Results and Discussion

Two injection procedures for ITC experiments have been studied, i.e., through a series of periodical injections, including a study of the accuracy of the fitted parameters and the effect of measurement data on the fitted parameters, and through continuous injection, which may reduce analysis time.

Periodical Injection

In a typical ITC experiment with periodical injection, in which pure acetic acid was titrated to 0.24 M TOA in toluene mixture, the first six injection volumes were smaller (injection 1, 3 μL; injections 2–6, 5 μL) than the following injections (10–15 μL) to obtain a higher data density in these regions of the S-curve, which eases the fitting of the experimental data. The direct experimental results for this experiment are shown in Figure 1.

Figure 1.

Figure 1

Raw data for ITC analysis of titration of pure acetic acid into 0.24 M TOA in toluene at 20 °C.

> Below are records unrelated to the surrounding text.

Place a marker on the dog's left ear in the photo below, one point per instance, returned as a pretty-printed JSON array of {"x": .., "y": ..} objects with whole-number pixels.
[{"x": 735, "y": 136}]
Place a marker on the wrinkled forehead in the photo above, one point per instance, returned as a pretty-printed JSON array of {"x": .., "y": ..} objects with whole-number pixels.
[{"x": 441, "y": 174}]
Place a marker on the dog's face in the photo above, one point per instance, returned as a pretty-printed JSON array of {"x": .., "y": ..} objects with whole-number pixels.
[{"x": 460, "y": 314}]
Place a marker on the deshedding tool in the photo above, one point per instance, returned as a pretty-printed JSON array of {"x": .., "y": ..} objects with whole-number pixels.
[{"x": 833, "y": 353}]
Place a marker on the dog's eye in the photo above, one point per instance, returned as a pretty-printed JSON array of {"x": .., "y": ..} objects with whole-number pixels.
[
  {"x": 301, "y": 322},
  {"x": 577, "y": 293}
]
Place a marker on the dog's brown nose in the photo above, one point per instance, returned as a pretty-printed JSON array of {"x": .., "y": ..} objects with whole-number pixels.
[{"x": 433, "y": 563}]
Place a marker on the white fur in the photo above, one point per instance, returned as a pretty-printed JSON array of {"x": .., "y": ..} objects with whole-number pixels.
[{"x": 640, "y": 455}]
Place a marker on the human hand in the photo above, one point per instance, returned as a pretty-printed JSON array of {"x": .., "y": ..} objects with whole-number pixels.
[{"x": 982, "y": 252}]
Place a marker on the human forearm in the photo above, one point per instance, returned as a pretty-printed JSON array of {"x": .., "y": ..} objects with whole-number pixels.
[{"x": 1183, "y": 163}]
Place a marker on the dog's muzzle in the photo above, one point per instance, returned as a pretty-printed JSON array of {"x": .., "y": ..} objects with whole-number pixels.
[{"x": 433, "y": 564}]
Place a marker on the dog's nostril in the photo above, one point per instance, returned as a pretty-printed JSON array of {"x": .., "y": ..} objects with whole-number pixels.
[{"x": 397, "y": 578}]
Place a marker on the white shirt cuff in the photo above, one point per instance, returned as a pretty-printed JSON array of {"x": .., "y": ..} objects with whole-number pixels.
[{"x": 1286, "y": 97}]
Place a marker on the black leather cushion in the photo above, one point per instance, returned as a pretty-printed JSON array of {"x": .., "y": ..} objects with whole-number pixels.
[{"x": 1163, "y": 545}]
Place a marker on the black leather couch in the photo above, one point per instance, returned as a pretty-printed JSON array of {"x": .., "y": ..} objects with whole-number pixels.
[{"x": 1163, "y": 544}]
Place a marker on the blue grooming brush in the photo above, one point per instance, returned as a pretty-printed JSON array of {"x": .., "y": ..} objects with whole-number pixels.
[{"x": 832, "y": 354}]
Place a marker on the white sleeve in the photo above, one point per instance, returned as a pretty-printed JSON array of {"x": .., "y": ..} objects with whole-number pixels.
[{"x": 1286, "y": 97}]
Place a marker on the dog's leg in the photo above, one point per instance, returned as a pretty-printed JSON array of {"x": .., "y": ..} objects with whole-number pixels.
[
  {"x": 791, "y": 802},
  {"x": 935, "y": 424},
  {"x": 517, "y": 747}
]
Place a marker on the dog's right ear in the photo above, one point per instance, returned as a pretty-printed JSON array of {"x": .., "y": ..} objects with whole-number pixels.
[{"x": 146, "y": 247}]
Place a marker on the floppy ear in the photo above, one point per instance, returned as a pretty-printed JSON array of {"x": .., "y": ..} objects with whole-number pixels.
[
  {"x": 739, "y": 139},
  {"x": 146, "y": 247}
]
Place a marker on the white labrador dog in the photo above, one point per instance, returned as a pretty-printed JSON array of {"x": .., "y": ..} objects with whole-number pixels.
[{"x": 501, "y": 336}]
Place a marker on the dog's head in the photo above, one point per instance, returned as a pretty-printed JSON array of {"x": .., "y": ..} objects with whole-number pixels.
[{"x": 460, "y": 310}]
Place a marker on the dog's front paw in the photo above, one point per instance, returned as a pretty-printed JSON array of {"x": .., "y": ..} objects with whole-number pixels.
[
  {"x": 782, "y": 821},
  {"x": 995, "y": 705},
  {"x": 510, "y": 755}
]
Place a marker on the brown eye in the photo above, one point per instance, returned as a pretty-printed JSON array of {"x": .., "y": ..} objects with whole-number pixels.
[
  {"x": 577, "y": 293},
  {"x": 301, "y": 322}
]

In Figure 1, initially the signals with the same injection volume (injections 2–6) have comparable signals. The very first point shows a small signal, even if the smaller volume of 3 μL instead of 5 μL is taken into account. It is common that the first point is off, and this is due to loss of the titrant by diffusion.36 The signal is positive, which means that the interaction is exothermic and up to 20 kJ/mol acid is released, which is a value that is in agreement with the literature on amine–carboxylic acid interactions.27,34 Above a molar ratio of approximately 2 the intensity of the heat release reduces, until after a ratio of more than 5.5 only the enthalpy of mixing is measured.

Blank Measurements

Next to extractant–solute interactions, also the heat of interaction with the diluent might affect the results, and to investigate the thermal effects due to diluent interactions, blank measurements for titration of acetic acid into several diluents have been performed, shown in Figure 2. For some of the diluents, such as toluene, there is a strong change in the heat of injection in the first few injections. For other diluents, such as 1-octanol, the heat of injection is similar for all injections (excluding the first data point). The heat effects are a combination of the heat of dilution of the titrant and the heat of dilution of the diluent. If a diluent is very apolar and inactive, e.g., heptane or toluene, the (endothermic) heat effect of the first few injections of the highly polar and active acid can be very strong, which is primarily due to breaking of hydrogen bonds between the acid molecules that are diluted into an apolar environment. With addition of the acid, the environment becomes more polar and the heat effect of future additions decreases. For the active diluent 1-octanol the heat effect of most injections is similar, due to its hydrogen bonding ability, and upon injection of acid, there are no significant net hydrogen bonding effects. For all parameter fits, ITC raw data were corrected with the blank measurement data to correct for the heat effects due to diluent effects, assuming that the heat of dilution is equal for pure diluent and for the solvent mixtures used in the actual experiments.42

Figure 2.

Figure 2

Blank experiments for titrating acetic acid into the pure diluent (no extractant) at 20 °C, for ◇, heptane; ▼, MIBK; ■, 1-octanol (50 vol % acid); ▲, toluene; and ●, 1-octanol (pure acid).

Diluent Effects

Before discussing quantitatively fitting results for one type of diluent, a set of experiments with different diluents is presented here and the shapes of the integrated and diluent effect corrected experimental ITC results are compared phenomenologically. Among the results in Figure 3a is the curve corresponding to the experiment with acetic acid and TOA in toluene that was shown in Figure 1, as well as an experiment with MIBK and one with heptane. For the diluent toluene, the heat released as a result of the first few injections is large compared to the following injection. The graph shows a double S-shape, also shown in Figure S1b, implying that the enthalpy of complexation of the first acid is larger negative than that of the second and following acids. For all three diluents the intensity of the heat release reduced after a stoichiometry of approximately 2. The MIBK graph shows a low energy release as a result of the first few injections, which then increases first before reducing again at stoichiometry of >2, indicating that here the presence of the first acid promotes the subsequent acid–complex binding. For heptane there is no remarkable high or low heat released for the first injections and the graph shows a plateau. Figure 3b shows the results when 1-octanol was applied as the diluent. In this case the energy released in the first injections is higher and the energy release already reduces at stoichiometry of >1. This indicates that interaction with the first acid is stronger and that the (1,1) complex is the main complex formed. This is a result of competition between 1-octanol and acetic acid for binding with the extractant molecule.28

Figure 3.

Figure 3

Differences in shape of isotherm (S-curve) for titration of pure acetic acid to 0.24 M TOA at 20 °C in (a) ■, toluene; △, MIBK; and ○, heptane; and (b) ●, 1-octanol.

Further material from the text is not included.